煙を楽しむこともなく、多くは灰になって空気に溶けるだけではあったが、レノの気晴らしにはちょうどよかった。
完成間近の記念碑を見上げ、レノはため息を漏らす。それを、隣に佇むルードだけが知っていた。
突如、掌の中で震え、鳴り響く携帯に、レノは敏感に反応した。急いでそれを耳にあてるけれど、聞こえてきたのは期待していた男の声ではなかった。

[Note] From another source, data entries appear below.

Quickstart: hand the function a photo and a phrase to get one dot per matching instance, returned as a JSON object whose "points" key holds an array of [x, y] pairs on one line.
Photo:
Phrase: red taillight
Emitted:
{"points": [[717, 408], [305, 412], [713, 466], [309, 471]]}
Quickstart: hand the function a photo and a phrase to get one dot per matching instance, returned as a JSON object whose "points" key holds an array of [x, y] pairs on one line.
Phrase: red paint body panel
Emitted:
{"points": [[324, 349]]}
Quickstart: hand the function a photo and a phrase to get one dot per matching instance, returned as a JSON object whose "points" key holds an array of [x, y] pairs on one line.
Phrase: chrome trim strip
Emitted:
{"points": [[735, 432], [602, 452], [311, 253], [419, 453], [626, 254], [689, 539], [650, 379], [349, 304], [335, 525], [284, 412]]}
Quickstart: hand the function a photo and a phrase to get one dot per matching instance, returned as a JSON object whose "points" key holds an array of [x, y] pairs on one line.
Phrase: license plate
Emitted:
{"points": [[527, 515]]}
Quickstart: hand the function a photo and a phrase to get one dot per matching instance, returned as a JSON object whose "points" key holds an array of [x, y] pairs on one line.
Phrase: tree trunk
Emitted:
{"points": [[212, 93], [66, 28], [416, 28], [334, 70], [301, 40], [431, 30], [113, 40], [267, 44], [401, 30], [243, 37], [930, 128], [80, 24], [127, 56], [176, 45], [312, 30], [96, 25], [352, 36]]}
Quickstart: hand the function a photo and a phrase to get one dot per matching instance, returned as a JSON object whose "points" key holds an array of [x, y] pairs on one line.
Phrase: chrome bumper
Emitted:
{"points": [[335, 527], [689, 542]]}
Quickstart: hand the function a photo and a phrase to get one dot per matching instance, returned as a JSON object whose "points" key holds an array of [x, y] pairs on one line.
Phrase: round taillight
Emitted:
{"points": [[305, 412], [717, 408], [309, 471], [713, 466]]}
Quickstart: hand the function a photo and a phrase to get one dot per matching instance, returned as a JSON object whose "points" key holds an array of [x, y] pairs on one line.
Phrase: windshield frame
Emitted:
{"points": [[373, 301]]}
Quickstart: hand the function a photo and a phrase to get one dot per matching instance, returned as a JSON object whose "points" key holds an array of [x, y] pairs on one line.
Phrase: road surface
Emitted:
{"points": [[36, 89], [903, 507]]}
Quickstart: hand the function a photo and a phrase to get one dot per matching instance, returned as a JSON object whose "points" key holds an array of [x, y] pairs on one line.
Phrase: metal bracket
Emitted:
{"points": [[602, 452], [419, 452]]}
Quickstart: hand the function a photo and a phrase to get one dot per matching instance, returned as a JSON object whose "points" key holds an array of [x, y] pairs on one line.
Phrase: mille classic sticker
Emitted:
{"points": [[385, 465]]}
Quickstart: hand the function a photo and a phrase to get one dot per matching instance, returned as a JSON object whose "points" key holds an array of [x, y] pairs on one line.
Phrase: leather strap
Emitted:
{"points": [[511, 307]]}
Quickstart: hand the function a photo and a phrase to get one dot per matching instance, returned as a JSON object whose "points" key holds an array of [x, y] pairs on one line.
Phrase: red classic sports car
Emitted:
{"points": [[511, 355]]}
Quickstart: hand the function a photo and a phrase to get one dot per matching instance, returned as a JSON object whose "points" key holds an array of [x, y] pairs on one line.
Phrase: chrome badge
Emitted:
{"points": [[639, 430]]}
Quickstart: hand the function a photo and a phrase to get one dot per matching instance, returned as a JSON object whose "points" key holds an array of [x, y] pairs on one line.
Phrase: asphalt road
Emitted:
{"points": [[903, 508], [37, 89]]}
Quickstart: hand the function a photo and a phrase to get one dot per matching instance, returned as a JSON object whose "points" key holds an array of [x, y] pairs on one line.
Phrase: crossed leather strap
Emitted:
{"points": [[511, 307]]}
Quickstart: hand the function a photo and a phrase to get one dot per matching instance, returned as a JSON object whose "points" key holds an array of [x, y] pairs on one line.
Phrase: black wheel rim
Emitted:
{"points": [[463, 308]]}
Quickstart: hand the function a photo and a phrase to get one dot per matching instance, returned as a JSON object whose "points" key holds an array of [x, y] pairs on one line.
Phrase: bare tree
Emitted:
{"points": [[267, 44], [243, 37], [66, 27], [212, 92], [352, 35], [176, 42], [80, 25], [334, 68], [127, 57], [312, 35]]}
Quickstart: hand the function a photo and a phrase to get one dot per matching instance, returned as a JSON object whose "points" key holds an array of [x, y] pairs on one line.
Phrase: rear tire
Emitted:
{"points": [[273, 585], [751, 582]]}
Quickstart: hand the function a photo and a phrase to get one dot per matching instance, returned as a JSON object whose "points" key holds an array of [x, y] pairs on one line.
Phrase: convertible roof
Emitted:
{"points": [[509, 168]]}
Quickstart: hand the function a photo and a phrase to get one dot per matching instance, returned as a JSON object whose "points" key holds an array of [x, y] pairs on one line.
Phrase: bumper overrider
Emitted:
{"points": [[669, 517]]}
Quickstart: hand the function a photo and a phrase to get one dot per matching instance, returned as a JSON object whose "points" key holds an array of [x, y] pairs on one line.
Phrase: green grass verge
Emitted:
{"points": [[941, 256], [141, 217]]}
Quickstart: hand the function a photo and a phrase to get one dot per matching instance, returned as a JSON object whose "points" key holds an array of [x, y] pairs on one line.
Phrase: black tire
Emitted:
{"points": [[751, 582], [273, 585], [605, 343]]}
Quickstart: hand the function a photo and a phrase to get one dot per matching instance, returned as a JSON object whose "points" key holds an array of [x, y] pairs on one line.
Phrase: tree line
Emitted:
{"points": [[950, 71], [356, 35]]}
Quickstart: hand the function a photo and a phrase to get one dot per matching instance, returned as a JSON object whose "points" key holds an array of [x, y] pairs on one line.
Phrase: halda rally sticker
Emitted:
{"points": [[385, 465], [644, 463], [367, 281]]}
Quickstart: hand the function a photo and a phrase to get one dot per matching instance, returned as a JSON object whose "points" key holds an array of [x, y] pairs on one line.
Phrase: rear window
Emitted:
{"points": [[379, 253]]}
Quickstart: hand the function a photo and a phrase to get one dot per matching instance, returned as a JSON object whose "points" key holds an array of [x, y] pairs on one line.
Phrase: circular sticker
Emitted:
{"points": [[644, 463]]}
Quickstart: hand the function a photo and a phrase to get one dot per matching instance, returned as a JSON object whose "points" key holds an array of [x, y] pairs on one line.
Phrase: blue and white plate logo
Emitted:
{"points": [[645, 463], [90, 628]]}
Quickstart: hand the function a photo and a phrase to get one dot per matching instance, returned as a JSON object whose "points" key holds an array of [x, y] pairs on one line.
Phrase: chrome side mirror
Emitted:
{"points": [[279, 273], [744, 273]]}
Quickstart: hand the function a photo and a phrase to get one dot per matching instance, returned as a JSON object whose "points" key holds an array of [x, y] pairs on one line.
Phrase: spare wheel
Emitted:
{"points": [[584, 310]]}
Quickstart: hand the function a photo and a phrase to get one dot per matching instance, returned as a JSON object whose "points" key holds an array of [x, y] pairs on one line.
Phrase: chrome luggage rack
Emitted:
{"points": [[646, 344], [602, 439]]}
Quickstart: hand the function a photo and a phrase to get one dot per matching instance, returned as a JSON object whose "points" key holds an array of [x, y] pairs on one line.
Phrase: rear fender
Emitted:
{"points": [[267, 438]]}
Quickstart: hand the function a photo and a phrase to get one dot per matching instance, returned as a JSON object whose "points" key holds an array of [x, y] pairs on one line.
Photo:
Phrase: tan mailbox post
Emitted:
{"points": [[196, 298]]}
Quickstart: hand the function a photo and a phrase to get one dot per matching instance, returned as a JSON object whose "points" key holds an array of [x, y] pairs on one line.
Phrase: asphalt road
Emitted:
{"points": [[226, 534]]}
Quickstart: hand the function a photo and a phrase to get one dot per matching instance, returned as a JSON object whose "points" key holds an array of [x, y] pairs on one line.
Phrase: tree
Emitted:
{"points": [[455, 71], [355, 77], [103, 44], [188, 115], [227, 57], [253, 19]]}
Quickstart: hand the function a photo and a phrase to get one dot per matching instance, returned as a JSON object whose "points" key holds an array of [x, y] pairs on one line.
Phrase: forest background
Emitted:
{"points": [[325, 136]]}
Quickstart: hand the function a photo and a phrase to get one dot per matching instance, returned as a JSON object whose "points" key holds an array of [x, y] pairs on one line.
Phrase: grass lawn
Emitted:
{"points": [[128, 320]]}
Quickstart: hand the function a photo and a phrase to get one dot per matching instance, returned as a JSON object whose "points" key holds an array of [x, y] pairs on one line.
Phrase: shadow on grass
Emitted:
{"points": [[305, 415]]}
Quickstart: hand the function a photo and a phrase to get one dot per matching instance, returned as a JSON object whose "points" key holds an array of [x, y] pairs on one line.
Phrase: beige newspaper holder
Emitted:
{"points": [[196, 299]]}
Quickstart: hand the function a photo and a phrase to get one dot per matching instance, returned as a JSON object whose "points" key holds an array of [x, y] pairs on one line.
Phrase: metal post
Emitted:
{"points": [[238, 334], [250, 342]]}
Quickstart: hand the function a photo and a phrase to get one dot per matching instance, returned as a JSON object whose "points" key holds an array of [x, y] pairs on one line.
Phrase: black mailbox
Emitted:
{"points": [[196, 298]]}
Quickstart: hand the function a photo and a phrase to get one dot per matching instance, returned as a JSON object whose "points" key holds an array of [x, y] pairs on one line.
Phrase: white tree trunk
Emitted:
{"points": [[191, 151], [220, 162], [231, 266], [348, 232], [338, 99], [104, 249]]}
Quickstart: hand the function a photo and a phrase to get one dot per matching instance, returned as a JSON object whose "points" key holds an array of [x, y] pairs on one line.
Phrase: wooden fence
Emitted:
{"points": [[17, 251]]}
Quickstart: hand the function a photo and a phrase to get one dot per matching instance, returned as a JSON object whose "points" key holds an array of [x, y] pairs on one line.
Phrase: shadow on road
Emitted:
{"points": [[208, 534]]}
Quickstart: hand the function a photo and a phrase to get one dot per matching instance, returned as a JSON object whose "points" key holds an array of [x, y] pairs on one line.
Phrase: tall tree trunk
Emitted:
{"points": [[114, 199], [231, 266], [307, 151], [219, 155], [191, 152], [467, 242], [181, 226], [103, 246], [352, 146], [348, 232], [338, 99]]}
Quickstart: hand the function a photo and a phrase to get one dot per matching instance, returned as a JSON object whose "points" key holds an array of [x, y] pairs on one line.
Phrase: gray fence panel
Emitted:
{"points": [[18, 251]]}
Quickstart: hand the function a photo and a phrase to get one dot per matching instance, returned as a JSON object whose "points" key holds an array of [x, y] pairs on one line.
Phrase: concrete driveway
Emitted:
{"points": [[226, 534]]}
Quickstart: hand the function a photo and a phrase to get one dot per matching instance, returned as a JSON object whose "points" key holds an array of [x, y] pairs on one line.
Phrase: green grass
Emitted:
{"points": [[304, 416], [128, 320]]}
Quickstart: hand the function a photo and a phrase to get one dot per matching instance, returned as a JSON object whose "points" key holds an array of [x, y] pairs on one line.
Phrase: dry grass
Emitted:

『レノ、ルード。一段落ついたら、クリフ・リゾートに戻れ』
気の抜けたため息を漏らすレノに、ツォンは訝しげに尋ねる。
『…聞いてるのか?』
「はいはい、聞いてますよ、と」
『仕事だ。急げよ』
「はいよ、と」
短い電話はそれで切れる。携帯を畳むレノに、隣に佇む相棒が声をかける。
「…仕事か」
スーツのポケットに無造作にそれを仕舞いこむと、レノは歩き出す。ちょうど、この名誉ある仕事にも飽きてきた頃だ。仕事ともなれば、プロフェッショナルであるレノのことだ、私情を挟むこともない。携帯の代わりに取り出した煙草に火をつけると、レノは言った。
「戻るぞ、と」
未だ数多くの問題を孕んではいるものの、エッジは人通りも多く、活気付いている。白い煙を撒き散らしながら、二人の黒スーツの男の後姿が、雑踏に溶けていった。